Est-ce que je vous conseille ce livre? Oui, je pense qu’il peut plaire à beaucoup de monde et je comprends pourquoi c’est un livre que beaucoup de gens aiment. Je crois que les romans de mœurs c’est juste pas mon truc, ahah. Rien ne m’ennuie plus que les mondanités et les personnages qui tournent autour du pot. Mais c’est vrai que l’évolution d’Emma et la fin du livre en vaut vraiment la peine et je dois dire que ce n’est pas sans un peu de tendresse que j’ai refermé ce livre.

Voilà, je vous laisse sur une petite citation de la fin du livre ( partie III, chapitre 17) qui résume bien tout ce que je pense d’Emma et qui finit sur un peu d’auto-dérision de sa part.
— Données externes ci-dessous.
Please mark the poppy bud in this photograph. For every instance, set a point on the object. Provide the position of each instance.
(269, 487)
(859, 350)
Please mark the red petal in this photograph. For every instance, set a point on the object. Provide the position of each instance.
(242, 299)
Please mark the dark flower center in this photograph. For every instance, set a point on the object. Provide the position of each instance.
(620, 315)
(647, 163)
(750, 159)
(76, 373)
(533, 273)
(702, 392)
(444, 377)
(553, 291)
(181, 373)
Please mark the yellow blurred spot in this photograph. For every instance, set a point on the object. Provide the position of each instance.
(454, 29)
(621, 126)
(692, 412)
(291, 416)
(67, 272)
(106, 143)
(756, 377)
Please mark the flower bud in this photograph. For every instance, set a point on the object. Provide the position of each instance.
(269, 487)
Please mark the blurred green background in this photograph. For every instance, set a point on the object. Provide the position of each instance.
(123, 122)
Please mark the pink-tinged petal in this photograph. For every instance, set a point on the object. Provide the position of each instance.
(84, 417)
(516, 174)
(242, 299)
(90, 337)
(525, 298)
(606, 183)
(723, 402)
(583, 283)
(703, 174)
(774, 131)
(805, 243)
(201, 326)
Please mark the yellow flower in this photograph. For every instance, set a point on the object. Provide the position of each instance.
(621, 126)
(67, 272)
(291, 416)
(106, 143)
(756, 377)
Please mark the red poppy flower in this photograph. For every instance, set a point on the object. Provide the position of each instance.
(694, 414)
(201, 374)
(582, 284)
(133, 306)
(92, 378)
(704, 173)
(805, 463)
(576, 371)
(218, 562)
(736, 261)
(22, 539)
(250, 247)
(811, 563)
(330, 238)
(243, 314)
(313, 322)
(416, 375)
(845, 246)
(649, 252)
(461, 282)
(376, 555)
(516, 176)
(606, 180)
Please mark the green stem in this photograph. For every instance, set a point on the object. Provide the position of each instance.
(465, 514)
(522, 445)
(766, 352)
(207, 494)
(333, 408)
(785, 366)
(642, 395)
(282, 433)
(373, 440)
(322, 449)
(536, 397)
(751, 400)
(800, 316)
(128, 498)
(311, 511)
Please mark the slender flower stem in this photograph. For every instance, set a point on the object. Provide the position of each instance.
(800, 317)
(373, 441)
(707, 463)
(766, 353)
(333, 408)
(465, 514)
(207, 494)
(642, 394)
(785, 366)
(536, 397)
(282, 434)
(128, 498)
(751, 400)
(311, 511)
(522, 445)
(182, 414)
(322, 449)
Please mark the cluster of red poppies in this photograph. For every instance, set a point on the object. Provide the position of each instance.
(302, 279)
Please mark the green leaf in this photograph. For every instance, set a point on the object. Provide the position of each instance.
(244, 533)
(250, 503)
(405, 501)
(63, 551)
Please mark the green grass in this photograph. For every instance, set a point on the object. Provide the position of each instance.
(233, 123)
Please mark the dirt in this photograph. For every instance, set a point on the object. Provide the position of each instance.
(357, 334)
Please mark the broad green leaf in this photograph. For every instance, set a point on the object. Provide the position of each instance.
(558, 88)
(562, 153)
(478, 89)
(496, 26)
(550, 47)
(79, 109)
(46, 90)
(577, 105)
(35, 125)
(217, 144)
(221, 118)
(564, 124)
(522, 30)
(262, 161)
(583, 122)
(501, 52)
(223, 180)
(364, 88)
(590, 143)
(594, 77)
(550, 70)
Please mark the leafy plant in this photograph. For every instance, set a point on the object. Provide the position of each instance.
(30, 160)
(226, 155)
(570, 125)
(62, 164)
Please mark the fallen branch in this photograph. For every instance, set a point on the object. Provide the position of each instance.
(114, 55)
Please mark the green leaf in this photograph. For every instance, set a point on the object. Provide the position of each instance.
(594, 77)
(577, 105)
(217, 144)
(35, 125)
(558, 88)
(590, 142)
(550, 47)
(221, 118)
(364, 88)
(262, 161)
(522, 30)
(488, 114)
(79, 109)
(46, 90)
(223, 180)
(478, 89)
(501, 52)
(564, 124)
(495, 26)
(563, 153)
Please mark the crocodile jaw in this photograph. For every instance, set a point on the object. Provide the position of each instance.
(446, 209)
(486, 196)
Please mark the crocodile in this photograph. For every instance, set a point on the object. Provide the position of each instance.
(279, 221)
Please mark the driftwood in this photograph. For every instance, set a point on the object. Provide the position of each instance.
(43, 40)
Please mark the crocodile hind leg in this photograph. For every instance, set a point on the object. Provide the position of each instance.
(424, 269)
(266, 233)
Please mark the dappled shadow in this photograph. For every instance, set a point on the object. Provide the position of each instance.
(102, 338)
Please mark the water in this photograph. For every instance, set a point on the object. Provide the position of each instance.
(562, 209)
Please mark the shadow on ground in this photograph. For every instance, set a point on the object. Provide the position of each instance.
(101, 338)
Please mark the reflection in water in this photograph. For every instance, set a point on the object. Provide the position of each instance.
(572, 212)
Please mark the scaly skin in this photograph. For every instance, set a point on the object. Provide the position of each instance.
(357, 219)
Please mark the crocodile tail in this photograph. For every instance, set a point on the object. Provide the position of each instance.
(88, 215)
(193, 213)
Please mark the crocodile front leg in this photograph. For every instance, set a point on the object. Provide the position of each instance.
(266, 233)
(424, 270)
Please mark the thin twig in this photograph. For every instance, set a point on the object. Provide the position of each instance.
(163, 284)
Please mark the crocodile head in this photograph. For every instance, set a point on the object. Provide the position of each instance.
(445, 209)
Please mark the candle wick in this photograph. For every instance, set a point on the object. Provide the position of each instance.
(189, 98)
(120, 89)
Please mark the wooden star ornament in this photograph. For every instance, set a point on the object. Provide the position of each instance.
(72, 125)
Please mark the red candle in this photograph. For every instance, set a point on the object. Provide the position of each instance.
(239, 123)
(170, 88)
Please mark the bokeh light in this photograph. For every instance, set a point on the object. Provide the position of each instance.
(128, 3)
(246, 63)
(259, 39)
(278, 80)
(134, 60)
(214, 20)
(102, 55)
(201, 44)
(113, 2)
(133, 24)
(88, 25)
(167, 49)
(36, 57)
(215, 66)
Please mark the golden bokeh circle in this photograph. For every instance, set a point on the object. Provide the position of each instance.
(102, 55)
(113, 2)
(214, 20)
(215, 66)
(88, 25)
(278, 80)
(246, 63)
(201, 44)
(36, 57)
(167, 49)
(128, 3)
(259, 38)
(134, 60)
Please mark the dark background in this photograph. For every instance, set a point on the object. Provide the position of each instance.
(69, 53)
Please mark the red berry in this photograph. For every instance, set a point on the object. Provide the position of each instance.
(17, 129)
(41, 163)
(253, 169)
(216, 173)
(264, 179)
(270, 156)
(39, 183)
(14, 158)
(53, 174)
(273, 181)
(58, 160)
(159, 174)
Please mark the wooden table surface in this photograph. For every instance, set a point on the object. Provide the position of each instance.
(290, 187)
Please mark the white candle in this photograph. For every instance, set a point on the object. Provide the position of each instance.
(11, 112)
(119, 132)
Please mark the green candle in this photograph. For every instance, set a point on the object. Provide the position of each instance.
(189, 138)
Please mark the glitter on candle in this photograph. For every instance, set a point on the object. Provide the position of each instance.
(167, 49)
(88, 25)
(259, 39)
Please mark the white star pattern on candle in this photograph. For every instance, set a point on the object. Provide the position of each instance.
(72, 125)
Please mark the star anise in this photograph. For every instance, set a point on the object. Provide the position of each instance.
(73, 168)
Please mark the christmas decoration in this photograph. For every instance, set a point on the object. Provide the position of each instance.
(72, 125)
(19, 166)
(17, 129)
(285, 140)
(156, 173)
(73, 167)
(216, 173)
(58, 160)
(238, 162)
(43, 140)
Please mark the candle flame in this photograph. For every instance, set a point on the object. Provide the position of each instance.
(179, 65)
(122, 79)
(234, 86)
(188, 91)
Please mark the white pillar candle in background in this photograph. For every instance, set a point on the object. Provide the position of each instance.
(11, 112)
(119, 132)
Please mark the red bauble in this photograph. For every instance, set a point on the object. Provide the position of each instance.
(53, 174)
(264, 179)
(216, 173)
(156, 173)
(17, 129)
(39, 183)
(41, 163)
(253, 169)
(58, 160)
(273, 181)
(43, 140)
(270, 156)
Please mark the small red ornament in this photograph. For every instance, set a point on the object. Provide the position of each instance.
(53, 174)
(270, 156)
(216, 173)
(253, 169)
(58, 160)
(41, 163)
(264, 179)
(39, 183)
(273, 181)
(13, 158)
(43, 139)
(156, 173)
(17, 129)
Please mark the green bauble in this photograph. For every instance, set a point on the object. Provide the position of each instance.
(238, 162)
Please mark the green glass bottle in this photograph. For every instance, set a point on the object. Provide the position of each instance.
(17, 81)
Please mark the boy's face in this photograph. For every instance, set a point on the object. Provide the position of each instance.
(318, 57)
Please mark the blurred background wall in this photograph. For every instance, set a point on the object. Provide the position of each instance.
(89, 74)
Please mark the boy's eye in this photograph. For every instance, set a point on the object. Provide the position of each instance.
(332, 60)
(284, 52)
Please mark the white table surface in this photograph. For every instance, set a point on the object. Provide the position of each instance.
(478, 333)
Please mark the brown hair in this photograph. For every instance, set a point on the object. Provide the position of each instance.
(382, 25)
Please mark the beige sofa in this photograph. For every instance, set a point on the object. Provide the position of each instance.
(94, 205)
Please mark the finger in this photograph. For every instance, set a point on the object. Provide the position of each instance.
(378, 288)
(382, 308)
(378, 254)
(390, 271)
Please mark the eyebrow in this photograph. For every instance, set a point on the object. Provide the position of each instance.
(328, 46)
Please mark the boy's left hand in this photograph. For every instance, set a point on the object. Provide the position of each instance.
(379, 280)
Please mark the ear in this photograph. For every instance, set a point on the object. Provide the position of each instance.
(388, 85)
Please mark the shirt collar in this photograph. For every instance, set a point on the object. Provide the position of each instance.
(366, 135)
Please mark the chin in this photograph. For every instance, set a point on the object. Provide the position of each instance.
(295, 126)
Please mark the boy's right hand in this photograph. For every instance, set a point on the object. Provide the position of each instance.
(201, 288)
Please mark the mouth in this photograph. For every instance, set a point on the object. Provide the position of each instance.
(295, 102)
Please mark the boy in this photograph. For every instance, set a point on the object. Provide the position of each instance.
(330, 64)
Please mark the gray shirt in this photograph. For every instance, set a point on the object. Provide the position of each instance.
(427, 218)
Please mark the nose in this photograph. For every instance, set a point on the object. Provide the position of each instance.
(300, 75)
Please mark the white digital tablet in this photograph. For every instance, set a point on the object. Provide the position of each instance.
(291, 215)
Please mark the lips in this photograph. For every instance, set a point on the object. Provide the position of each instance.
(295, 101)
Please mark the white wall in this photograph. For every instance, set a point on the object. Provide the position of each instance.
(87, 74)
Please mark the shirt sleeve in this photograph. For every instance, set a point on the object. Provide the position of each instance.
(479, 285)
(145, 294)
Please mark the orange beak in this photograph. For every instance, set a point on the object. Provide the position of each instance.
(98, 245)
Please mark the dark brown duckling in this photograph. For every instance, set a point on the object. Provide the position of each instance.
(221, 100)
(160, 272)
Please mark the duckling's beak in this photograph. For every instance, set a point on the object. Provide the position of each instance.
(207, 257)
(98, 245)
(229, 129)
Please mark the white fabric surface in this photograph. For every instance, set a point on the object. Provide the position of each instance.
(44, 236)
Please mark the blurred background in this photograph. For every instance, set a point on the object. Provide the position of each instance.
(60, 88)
Mr Knightley et Emma discutent de l’avenir de la petite fille qui vient de naître aux Weston:
 » -Pauvre petite! dit Emma, s’il en est ainsi que va-t-elle devenir?
– N’ayez pas peur, elle aura le sort de beaucoup d’autres. Elle sera désagréable dans son enfance et elle se corrigera en grandissant. Je renonce à toute la mauvaise humeur que j’avais contre les enfants gâtés, ma chère Emma : puisque je vous dois tout mon bonheur, ne me rendrais-je pas coupable d’une horrible ingratitude si je me montrais sévère envers eux? »

Passez une bonne soirée et bonnes lectures à tous!